Draco offered the bottle up to his mother. She took it and frowned. The bottle was strange looking, different to anything she had seen in Annwn and the paper was of the highest quality she had ever seen despite its strange journey. She uttered a word of magic and the note slid up through the neck of the bottle until she could pick it out and read it. Caerwen went pale.

“It is not possible…”

Draco frowned. “What is it?”

“It is for you,” said Caerwen, looking up and using Draco’s real name.

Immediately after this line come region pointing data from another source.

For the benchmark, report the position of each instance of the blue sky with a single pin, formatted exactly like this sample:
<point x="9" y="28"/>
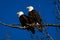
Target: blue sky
<point x="9" y="8"/>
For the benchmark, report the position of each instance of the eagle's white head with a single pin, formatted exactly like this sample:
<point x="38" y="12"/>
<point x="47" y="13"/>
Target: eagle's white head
<point x="20" y="13"/>
<point x="30" y="8"/>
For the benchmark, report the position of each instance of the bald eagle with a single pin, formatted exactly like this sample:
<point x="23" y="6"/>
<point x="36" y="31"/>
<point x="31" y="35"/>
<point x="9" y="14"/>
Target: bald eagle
<point x="25" y="20"/>
<point x="35" y="16"/>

Draco felt like the world was spinning, which of course it was because that is how worlds work, but you aren’t supposed to be able to feel it and suddenly he could. It felt like he could feel the whole universe spinning.

“What does it say?”

Caerwen read the letter.

Draco could not speak for the longest time afterwards. Big, fat, steaming tears rolled down his cheeks and it was all he could do not to try to count the waves and dive in after the people who had sent the message to him from so far away. Caerwen put her hand on his shoulder.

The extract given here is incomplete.